All of the respondents in the survey, which polled 30 C-level executives of leading North American retailers with a median sales volume of $2.6 billion, noted that they are having operational challenges as a result of implementing and delivering an omnichannel approach.

Antony Karabus, chief executive officer of HRC Retail Advisory, said brick-and-mortar retailers “have overextended themselves as they’ve tried to leverage their physical store fleets.”

“E-commerce and omnichannel fulfillment and related returns have led to sharply rising freight costs and product margin challenges,” Karabus explained. “Meanwhile, consumers expect ever-faster delivery, pressuring retailers to meet those expectations in order to remain competitive. Very few retailers have formal scorecards to measure the performance and profitability of their omnichannel efforts, which often means they can’t effectively and efficiently take the corrective action needed to improve customer service and profitability.”

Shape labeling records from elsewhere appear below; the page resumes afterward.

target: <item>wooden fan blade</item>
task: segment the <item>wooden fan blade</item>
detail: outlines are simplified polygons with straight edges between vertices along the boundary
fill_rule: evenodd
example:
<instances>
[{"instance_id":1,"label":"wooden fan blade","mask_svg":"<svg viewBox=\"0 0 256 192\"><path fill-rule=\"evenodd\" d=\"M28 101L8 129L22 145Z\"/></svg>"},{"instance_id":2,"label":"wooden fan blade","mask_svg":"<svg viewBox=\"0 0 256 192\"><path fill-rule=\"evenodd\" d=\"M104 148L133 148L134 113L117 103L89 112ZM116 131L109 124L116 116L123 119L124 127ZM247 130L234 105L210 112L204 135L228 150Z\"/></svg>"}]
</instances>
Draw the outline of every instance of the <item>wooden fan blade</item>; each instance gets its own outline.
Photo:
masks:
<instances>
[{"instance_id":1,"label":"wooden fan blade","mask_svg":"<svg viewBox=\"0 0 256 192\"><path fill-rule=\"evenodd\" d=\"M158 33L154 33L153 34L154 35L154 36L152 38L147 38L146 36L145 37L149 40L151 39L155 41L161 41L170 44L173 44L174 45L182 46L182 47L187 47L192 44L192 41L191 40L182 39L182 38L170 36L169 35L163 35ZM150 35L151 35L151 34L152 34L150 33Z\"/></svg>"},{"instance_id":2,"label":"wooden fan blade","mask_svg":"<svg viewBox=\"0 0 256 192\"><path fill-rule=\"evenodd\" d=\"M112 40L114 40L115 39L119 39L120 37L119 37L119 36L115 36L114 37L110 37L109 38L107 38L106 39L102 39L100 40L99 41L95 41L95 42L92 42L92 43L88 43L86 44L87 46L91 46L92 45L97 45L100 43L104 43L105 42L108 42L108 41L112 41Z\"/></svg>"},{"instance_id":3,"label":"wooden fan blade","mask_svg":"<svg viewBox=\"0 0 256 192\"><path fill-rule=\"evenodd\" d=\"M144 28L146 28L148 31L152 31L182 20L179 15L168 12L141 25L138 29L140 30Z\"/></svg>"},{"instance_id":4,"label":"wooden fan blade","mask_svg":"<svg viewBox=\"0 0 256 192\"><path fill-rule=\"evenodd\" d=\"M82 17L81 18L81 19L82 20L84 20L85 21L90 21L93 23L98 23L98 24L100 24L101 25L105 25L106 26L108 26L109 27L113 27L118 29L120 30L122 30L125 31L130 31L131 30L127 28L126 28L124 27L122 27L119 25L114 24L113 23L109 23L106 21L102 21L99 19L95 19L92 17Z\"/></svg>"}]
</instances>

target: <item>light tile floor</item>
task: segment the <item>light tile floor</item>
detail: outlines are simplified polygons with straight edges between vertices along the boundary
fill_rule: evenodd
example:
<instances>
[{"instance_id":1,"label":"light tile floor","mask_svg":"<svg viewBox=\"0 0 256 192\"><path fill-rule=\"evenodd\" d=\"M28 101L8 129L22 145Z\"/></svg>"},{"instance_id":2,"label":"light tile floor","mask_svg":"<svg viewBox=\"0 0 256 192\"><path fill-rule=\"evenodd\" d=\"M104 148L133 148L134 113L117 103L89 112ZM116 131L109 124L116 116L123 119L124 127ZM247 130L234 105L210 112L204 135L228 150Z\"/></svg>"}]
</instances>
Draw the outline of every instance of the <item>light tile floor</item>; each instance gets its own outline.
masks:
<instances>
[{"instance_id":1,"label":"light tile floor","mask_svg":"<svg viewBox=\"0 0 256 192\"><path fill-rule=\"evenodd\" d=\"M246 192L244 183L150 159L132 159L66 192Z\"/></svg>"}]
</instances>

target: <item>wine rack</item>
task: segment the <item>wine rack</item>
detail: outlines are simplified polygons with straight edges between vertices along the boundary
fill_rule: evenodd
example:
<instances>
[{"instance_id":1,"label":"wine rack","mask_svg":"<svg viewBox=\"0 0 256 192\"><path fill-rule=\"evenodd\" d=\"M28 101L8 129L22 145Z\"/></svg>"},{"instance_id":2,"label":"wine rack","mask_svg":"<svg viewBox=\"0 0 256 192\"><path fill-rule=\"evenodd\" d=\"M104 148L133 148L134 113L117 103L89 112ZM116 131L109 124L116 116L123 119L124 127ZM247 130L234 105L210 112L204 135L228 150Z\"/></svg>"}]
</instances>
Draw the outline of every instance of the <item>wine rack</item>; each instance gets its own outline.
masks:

Researchers at the firm found that BOPIS (buy online, pick up in-store) “is not consistently reliable, as systems often tell shoppers that an item is available in a specific store when the store does not actually have it in stock.” The poll found that 66 percent of retailers surveyed said BOPIS execution is “inconsistent due to retailer inventory inaccuracies.”

The survey also found that just 14 percent of respondents “are using predictive analytics, and most of these retailers are struggling to figure out how to integrate such analytics into operational processes.”

Karabus noted in the report that as the industry navigates the convergence of online and physical stores, “as well as customers’ increasing demand for ordering, picking up and returning their products whenever and wherever they desire, retailers must now offer omnichannel services as a standard in order to compete effectively and leverage the advantages their physical stores give them over e-commerce-only retailers.”

Other notable findings of the report include the revelation that inefficiencies in fulfilling online orders are causing delays, “as 77 percent of retailers ship primarily from e-commerce fulfillment centers instead of from local stores that may be closer to customers’ homes or offices and thus allow customers to receive their orders quicker,” authors of the report said.

Additionally, nearly 70 percent of the retail executives polled are “not optimizing their customer order systems to prioritize filling the entire order from one location, causing split shipments and increasing freight costs.”

Karabus said that the biggest challenge overall facing today’s retail leaders “is identifying which is the most cost-effective location to ship e-commerce orders from and how to allocate merchandise to stores based on consumer demand, one has yet to be figured out.”